Marco histórico pode ser destruído com construção de rodovia, no Cariri

A construção de uma rodovia entre os municípios de Porteiras e Missão Velha preocupa pesquisadores do Cariri. A obra pode destruir um monumento histórico que marcou o coronelismo no Ceará. A via passará no local em que fora erguida, na década de 30, uma lápide em memória de Antônio Gomes Grangeiro. A história desse fazendeiro começou a ser desenhada no período de Lampião, no sertão cearense.

Destino
"Diga a ele, dona, que num precisa ter medo deu, não. Ele precisa ter cuidado é com 'os bonzinho' que vêm aí atrás", alertou Lampião a Maria Celina Grangeiro, esposa de Antônio Grangeiro, que havia fugido de casa ao perceber a aproximação do cangaceiro e seu bando. Os "bonzinhos", a quem se referia o Rei do Cangaço eram as volantes comandadas pelo tenente José Gonçalves Pereira, que foram ao Cariri "dar cabo" do próprio Antônio Grangeiro, e também do fiscal de tributos Antônio Marrocos de Carvalho e, principalmente, de Francisco Pereira de Lucena, o Chico Chicote. O episódio ficou conhecido como "Fogo nas Guaribas".

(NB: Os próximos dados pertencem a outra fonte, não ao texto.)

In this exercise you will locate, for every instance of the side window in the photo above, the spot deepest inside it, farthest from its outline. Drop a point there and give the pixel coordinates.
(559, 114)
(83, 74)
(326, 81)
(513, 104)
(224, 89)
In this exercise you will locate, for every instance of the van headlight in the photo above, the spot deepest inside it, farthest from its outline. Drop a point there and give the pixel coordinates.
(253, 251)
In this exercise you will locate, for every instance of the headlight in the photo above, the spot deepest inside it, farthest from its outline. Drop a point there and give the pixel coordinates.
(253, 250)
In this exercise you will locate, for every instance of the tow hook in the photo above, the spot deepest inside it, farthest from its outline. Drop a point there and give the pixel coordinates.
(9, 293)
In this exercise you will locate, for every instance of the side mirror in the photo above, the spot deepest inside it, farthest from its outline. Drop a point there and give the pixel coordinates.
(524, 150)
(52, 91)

Na madrugada do dia 1º de fevereiro de 1927, os militares chegaram ao sítio Salvaterra, no Brejo dos Santos (atual cidade de Brejo Santo) e capturaram Antônio Gomes, seu sobrinho João Grangeiro e dois moradores, Aprígio Timóteo de Barros e Raimundo Madeiro Barros. Com mãos e pés amarrados com cordas, os quatro seguiram até o sítio Guaribas, no atual território do município de Porteiras, onde presenciaram cerca de 31 horas de troca de tiros entre as volantes e os capangas de Chico Chicote, que foi vencido. Ele foi encontrado morto, de joelhos, baleado no maxilar, no braço esquerdo e com tiro fatal no tórax.

Os quatro reféns, incluindo Antônio Grangeiro, que acompanhou o ataque ao casarão de seu compadre, Chico Chicote, foram mortos após o tiroteio. Por volta das 14 horas já do dia 2 de fevereiro, "os homens de Salvaterra" foram assassinados, degolados e incinerados. Depois, enterrados em valas comuns ali mesmo. Anos depois, no local onde estavam os corpos, João Gomes Grangeiro, filho do fazendeiro, ergueu uma lápide em memória do pai.

Os restos mortais ficaram por lá até a década 1980, quando a família os enterrou, em definitivo, no cemitério de Porteiras. Ali, foi erguida uma cruz, que se tornou um marco do "Fogo das Guaribas".

Importância
O administrador e gestor cultural Mano Grangeiro, neto de Antônio Grangeiro, acredita que aquela cruz é um marco para a história do País. "Aquilo tem um valor afetivo e histórico. Não nos pertence, e sim à história do Ceará, do País. Isso não foi um fato isolado. Não foi um acidente. É um fato ligado a diversos outros. Tem forte enraizamento nas questões políticas locais e estaduais da época. Destruir aquilo é destruir parte da história", enfatiza Grangeiro.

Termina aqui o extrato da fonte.